'It took me a long time to free my mind': Charlotte Grimshaw on her father CK Stead

When I turned 13 it seemed that, for my mother, Kay, and my father, Karl, I had become simply “another woman” in the house. He joked and flirted, annoying Kay, and behaved as if we were not a family but a group of individuals: one man, three women including my sister (flatterers, rivals for his attention) and a son whom he tended to overlook. Oliver either refused to participate, or wasn’t invited to the fanclub.

All the language and behaviour changed; they stopped behaving like parents. He liked the idea I could write, and she, already stung, hurt and excluded by the disloyalty of his infidelities, grew so hostile towards me that daily life turned toxic.

Perhaps his ego had got tangled up in his regard for me; he was asserting it, putting Kay in the role of “boring wife”. I was competent at school, set to get more educated than Kay. I was very bookish. It was said I had inherited his literary genes.

Aged 13, I was still a child, needing reassurance and security, but I was stuck in an atmosphere of intense adult warfare involving subtleties I didn’t understand, and, along with that, blame from both of them for the stress (the “chaos”) it created.

I can see how this happened, how a man all fresh and bristling from his latest affair, flexing his frustrated machismo (because here he is, trapped at home) could create an atmosphere where his wife was “the handbrake” and his daughter the one who, for example, “made him laugh”. I can also see Kay couldn’t manage the situation. She put him first and always would. And equally, in the end, he wouldn’t put any of his children first. They would come second to the image, his and hers, the front and face.

Yet it was all undercover, overlaid with the rules of order that wouldn’t admit, even in the face of glaring evidence, that we ever as a family went in for too many or too much. We were tidily chaotic, respectably anarchic, stably unstable.

At some stage when I was a child I made up a story for Kay. I invented an imaginary boyfriend for her. He was smooth and very hot, and his name was Shibboleth. She and I didn’t play games in the way Karl and I did, but Shibboleth was a running comic story. I felt for her. She always confided in me in detail about Karl’s affairs and her rage over them, because I was willing to listen and sympathise.

The Shibboleth story was a tacit expression of solidarity, an acknowledgment she needed more.

In the Eighties, second-wave feminism and “political correctness” billowed up around us.
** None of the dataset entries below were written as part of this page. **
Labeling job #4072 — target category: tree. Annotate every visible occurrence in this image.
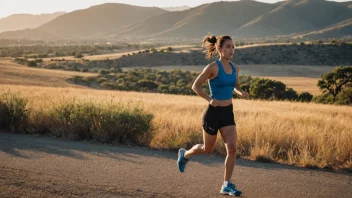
[298,92,313,102]
[249,78,286,99]
[285,88,298,101]
[75,53,83,58]
[27,61,37,67]
[137,80,159,90]
[336,87,352,105]
[317,66,352,102]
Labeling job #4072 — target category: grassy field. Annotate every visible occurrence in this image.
[0,60,352,168]
[0,61,94,88]
[124,65,333,95]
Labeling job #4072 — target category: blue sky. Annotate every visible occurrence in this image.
[0,0,351,18]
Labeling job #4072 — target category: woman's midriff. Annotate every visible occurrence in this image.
[218,99,232,107]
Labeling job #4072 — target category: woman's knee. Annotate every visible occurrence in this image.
[203,146,214,154]
[227,144,237,155]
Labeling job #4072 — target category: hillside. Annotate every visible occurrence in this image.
[0,0,352,42]
[117,1,276,38]
[295,18,352,39]
[0,3,167,40]
[0,12,65,33]
[232,0,352,37]
[161,6,191,12]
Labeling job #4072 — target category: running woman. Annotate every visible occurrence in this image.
[177,36,248,196]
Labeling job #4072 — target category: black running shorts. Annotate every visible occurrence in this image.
[203,104,236,135]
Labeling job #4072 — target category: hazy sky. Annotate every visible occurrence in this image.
[0,0,352,18]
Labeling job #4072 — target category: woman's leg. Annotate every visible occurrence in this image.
[220,125,242,196]
[220,125,237,181]
[185,129,217,159]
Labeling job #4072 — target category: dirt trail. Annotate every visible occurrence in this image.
[0,133,352,198]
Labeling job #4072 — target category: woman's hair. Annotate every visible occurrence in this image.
[203,35,232,59]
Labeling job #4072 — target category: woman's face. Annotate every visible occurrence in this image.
[218,39,235,60]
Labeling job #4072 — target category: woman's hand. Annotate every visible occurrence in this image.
[209,99,220,107]
[241,91,249,99]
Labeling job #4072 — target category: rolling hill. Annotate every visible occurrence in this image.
[0,3,167,40]
[0,0,352,41]
[0,12,65,32]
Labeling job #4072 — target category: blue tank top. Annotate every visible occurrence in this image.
[208,60,237,100]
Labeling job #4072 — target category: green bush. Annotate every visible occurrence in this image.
[27,61,37,67]
[298,92,313,102]
[335,87,352,105]
[285,88,298,101]
[312,93,334,104]
[0,92,29,133]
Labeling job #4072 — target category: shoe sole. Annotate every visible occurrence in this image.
[177,149,184,173]
[220,191,242,197]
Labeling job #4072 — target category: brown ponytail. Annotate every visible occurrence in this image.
[203,35,232,59]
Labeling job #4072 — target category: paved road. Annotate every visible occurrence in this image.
[0,133,352,198]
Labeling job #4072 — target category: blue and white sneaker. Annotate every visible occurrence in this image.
[220,182,242,196]
[177,148,189,173]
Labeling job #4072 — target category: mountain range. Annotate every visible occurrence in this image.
[0,12,66,32]
[0,0,352,41]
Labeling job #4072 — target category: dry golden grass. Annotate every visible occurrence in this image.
[0,85,352,168]
[39,45,200,61]
[0,61,94,88]
[0,60,352,168]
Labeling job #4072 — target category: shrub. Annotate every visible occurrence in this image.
[0,92,29,132]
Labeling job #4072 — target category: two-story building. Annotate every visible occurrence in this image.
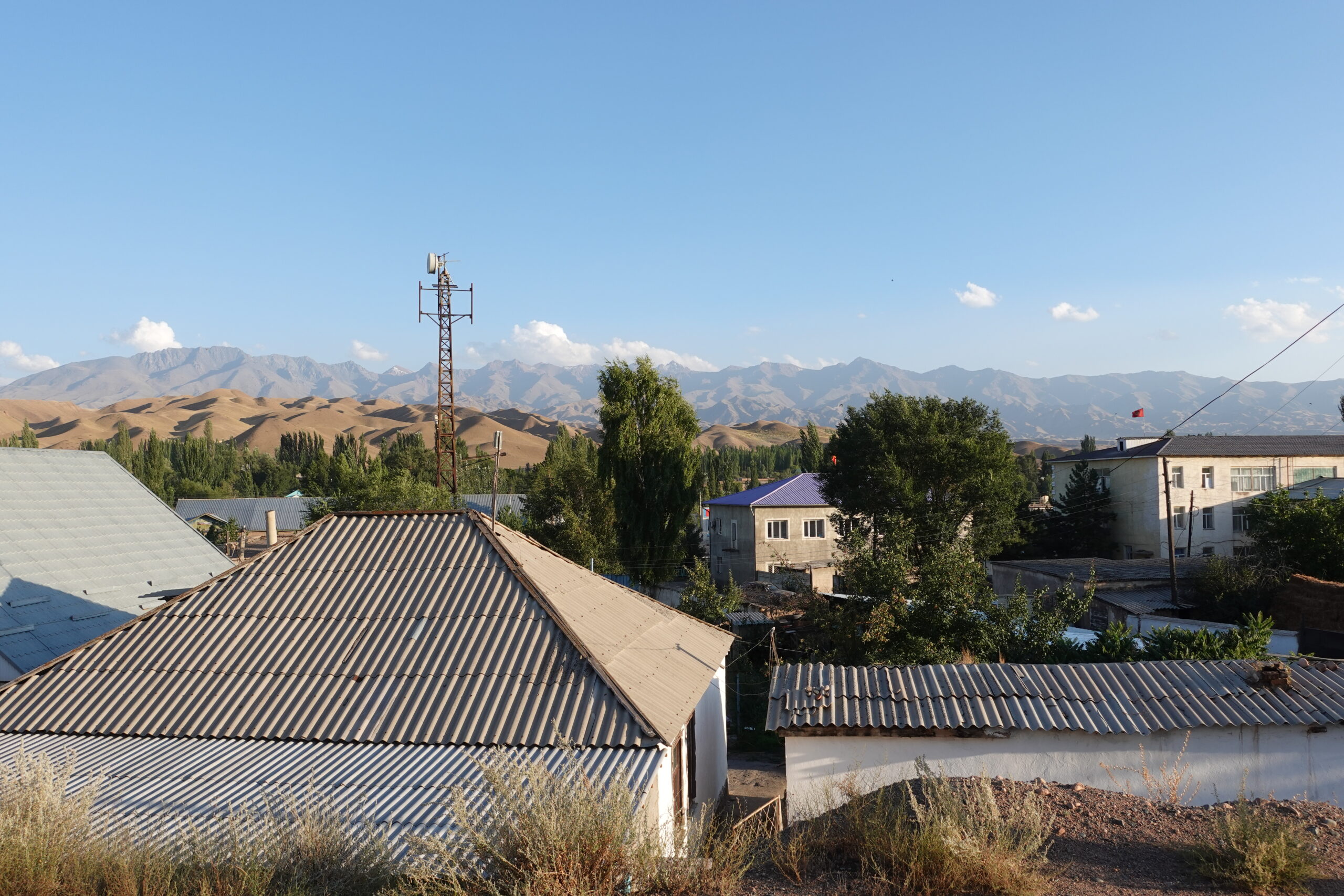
[1046,435,1344,560]
[704,473,836,591]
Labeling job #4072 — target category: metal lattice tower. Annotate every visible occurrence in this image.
[417,252,476,496]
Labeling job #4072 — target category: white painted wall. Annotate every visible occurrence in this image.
[785,725,1344,821]
[692,663,729,811]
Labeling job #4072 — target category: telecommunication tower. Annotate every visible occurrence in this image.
[415,252,476,496]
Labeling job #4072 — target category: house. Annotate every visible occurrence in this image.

Kay and Karl regarded radical feminists at the university as repressive and doctrinaire. “The wimmin”, Kay called them ironically. “The feminists.” There were some unpleasant aspects and bad incidents, including the violent feminist attack on the playwright Mervyn Thompson, but in general a dose of feminism would have been good for our family, even if it was nothing more radical than Kay getting a university degree. She characterised her resistance to feminism, and later the Me Too movement, as “rebellion” (meaning she was resisting the current intellectual fashion), but I wonder whether she would have been less resistant if she’d gone to university.

Karl didn’t tolerate opposition well, so she had to operate obliquely. If she’d been able to confront him it would have been good for him, and we would have been better off. Instead he ruled, and the only person who directly challenged him was me.

At Tohunga Crescent, the insult Kay hurled at me most often was “You’re just like him.” Like Karl, she meant. I can’t specifically remember the insults I threw at her, but I know they would have been terrible. I do remember loudly wishing she’d die, and having no understanding that those words in themselves were violent.

Like him, I could tell a story. Like him, I could argue a point. But my ability to remain articulate under fire was described as harsh, tough and abnormal. It was also, in contradictory fashion, called raving and madness. To be told by your parents, with their all-powerful authority, that you are not wrong or unreasonable but “mad” (i.e. insane) is deeply shaming.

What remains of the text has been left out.